Our first publication from this partnership describes a quantum machine learning technique for untangling data from the LHC, finding that in some cases the quantum approach was indeed superior to the classical approach. More recently, we used Quantinuum System Model H1 to tackle Lattice Gauge Theory (LGT), as it’s a favorite contender for quantum advantage in HEP.
Lattice Gauge Theories are one approach to solving what are more broadly referred to as “quantum many-body problems”. Quantum many-body problems lie at the border of our knowledge in many different fields, such as the electronic structure problem which impacts chemistry and pharmaceuticals, or the quest for understanding and engineering new material properties such as light harvesting materials; to basic research such as high energy physics, which aims to understand the fundamental constituents of the universe, or condensed matter physics where our understanding of things like high-temperature superconductivity is still incomplete.
The difficulty in solving problems like this – analytically or computationally – is that the problem complexity grows exponentially with the size of the system. For example, there are 36 possible configurations of two six-faced dice (1 and 1 or 1 and 2 or 1and 3... etc), while for ten dice there are more than sixty million configurations.

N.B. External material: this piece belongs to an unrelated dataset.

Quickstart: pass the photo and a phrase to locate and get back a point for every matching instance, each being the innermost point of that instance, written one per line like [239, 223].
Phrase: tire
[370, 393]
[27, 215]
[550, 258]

Quantum computing may be very well-suited to tackling problems like this, due to a quantum processor’s similar information density scaling – with the addition of a single qubit to a QPU, the information the system contains doubles. Our 56-qubit System Model H2, for example, can hold quantum states that require 128*(2^56) bits worth of information to describe (with double-precision numbers) on a classical supercomputer, which is more information than the biggest supercomputer in the world can hold in memory.
The joint team made significant progress in approaching the Lattice Gauge Theory corresponding to Quantum Electrodynamics, the theory of light and matter. For the first time, they were able study the full wavefunction of a two-dimensional confining system with gauge fields and dynamical matter fields on a quantum processor. They were also able to visualize the confining string and the string-breaking phenomenon at the level of the wavefunction, across a range of interaction strengths.
The team approached the problem starting with the definition of the Hamiltonian using the InQuanto software package, and utilized the reusable protocols of InQuanto to compute both projective measurements and expectation values. InQuanto allowed the easy integration of measurement reduction techniques and scalable error mitigation techniques. Moreover, the emulator and hardware experiments were orchestrated by the Nexus online platform.
In one section of the study, a circuit with 24 qubits and more than 250 two-qubit gates was reduced to a smaller width of 15 qubits thanks our unique qubit re-use and mid-circuit measurement automatic compilation implemented in TKET.
This work paves the way towards using quantum computers to study lattice gauge theories in higher dimensions, with the goal of one day simulating the full three-dimensional Quantum Chromodynamics theory underlying the nuclear sector of the Standard Model of particle physics. Being able to simulate full 3D quantum chromodynamics will undoubtedly unlock many of Nature’s mysteries, from the Big Bang to the interior of neutron stars, and is likely to lead to applications we haven’t yet dreamed of.